This article was originally published in Domus 969 / May 2013
Disasters fade from memory. This fact is at once their tragedy and their blessing. It is an inevitable truth that the living must bury the dead, and occupy the places where the dead once lived. The survivors cannot but remember their dead and fear the power that took them away. But in order to go on living, they must in some important sense forget these things too. In this way, disasters starkly reveal a fundamental truth of life itself, compressing and amplifying the gentle rustle of generational renewal into a terrible roar of destruction.
These meditations are prompted by my encounter with a survivor of the tsunami, an irrepressible middle-aged Japanese woman named Mikiko Sugawara. We meet in front of a wood stove, in a quirky building overlooking a desolate plain of concrete foundations, roads leading nowhere and weeds. This is all that is left of Sugawara’s hometown, Rikuzentakata, once home to over 23,000 people. The building is the built realisation of one of the “Home-for-All” community centres in temporary housing zones that Toyo Ito has pioneered with a band of friends (the KISYN group, made up of Kengo Kuma, Toyo Ito, Kazuyo Sejima, Riken Yamamoto and Hiroshi Naito) and protégés since the disaster.

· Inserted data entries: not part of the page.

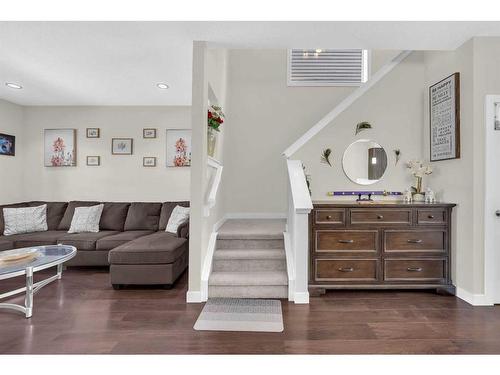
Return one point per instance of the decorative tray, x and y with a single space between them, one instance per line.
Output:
17 255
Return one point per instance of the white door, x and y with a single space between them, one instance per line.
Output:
492 199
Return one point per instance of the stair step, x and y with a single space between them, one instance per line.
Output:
257 229
272 278
249 254
249 265
254 244
260 291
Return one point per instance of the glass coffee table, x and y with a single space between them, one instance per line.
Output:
30 260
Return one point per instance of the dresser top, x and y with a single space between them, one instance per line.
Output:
380 203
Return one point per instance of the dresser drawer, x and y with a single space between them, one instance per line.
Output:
431 217
427 241
346 241
345 270
380 216
422 270
330 216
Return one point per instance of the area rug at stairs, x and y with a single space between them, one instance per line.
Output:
238 314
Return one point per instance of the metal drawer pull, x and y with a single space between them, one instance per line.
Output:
349 269
414 241
414 269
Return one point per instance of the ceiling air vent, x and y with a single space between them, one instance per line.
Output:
327 67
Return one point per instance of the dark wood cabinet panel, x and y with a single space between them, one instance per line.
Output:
379 216
427 241
330 216
346 270
347 241
421 270
431 217
380 245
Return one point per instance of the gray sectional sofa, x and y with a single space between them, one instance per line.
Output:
131 240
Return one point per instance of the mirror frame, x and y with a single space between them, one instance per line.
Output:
344 156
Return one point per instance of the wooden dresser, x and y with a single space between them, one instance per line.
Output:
380 246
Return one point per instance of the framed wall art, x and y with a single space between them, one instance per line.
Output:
148 133
149 161
93 161
59 147
93 133
178 147
444 108
122 146
7 145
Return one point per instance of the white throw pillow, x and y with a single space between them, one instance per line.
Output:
86 219
179 216
25 220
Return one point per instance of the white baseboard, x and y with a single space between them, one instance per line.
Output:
301 297
219 224
255 215
207 266
473 299
193 297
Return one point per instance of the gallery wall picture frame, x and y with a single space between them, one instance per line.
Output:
444 119
149 161
93 133
7 145
148 133
93 161
122 146
178 148
59 147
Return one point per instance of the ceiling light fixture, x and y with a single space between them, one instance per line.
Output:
13 85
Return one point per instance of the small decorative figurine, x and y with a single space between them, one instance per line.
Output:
397 152
325 156
430 197
362 126
407 196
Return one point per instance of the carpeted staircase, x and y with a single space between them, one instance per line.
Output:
249 261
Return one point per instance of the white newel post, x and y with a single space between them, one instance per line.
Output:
299 207
301 246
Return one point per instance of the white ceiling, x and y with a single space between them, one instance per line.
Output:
119 63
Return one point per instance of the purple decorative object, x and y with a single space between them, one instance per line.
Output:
364 192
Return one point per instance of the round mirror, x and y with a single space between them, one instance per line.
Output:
364 162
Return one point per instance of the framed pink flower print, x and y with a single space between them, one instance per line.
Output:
178 147
60 147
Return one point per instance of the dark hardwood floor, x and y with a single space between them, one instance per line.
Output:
83 314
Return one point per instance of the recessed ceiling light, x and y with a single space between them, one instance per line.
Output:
13 85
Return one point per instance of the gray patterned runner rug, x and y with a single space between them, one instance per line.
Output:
235 314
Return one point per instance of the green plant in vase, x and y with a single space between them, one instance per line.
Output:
418 170
215 120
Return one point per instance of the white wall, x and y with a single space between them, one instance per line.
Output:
394 109
120 177
11 171
264 117
452 179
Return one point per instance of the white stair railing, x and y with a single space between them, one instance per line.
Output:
296 235
214 186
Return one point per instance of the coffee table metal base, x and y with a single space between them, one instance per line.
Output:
30 289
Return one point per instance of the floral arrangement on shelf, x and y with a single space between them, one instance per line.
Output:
181 158
215 117
418 169
59 156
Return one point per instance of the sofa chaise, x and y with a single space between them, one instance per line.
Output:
131 240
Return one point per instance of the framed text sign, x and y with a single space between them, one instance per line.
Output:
444 108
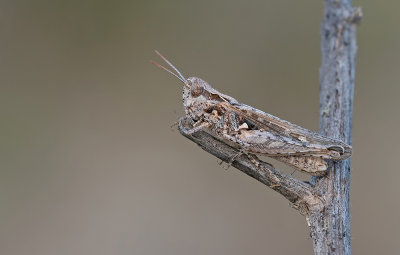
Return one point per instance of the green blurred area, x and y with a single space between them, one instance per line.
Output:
89 164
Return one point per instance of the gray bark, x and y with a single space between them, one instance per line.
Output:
330 227
323 200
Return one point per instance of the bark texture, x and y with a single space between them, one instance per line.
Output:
323 200
330 227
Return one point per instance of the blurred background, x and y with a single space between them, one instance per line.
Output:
89 164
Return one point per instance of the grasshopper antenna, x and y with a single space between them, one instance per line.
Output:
167 70
169 63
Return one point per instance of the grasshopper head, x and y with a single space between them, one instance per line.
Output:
196 92
196 97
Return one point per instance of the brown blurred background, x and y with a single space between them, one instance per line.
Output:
89 164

The Rikuzentakata Home-for-All was the outcome of a collaboration between Ito and the younger architects Kumiko Inui, Sou Fujimoto and Akihisa Hirat. Models documenting the project’s design process were exhibited at the Venice Architecture Biennale in 2012, along with photographs showing the scale of the devastation by Rikuzentakata native Naoya Hatakeyama.
The project was widely applauded and picked up a Golden Lion for Best National Participation, a verdict that has since been reinforced by the recent award of the Pritzker Prize to Ito. But here, looking over Rikuzentakata’s landscape of loss, reflecting on the enormity of what happened and the enormousness of the reconstruction task ahead, the glamour of Venice seems a long way away.
Despite being of modest scale and limited reach, these projects have frequently been more successful and appreciated by their users than official responses
Then it dawned on me that this was no accident. For Ito, the disaster posed fundamental questions regarding the purpose of architecture. With this small project he had deliberately engineered the process to transcend the individual egos of the architects, while bringing the local community in as equal partners in the design process. Sugawara was therefore as responsible as the architects were for its form and character.
As we talked, the space she presided over welcomed neighbours, workers, casual observers and curious outsiders, clambering up the external stairs to take in the view, or joining us in front of the stove for a chat. All were welcomed as I was — somehow real conversations between strangers were possible here. This, it seemed to me, was what a public space should be: both an intimate kernel for an emergent community as well as an open place for encounters with outsiders.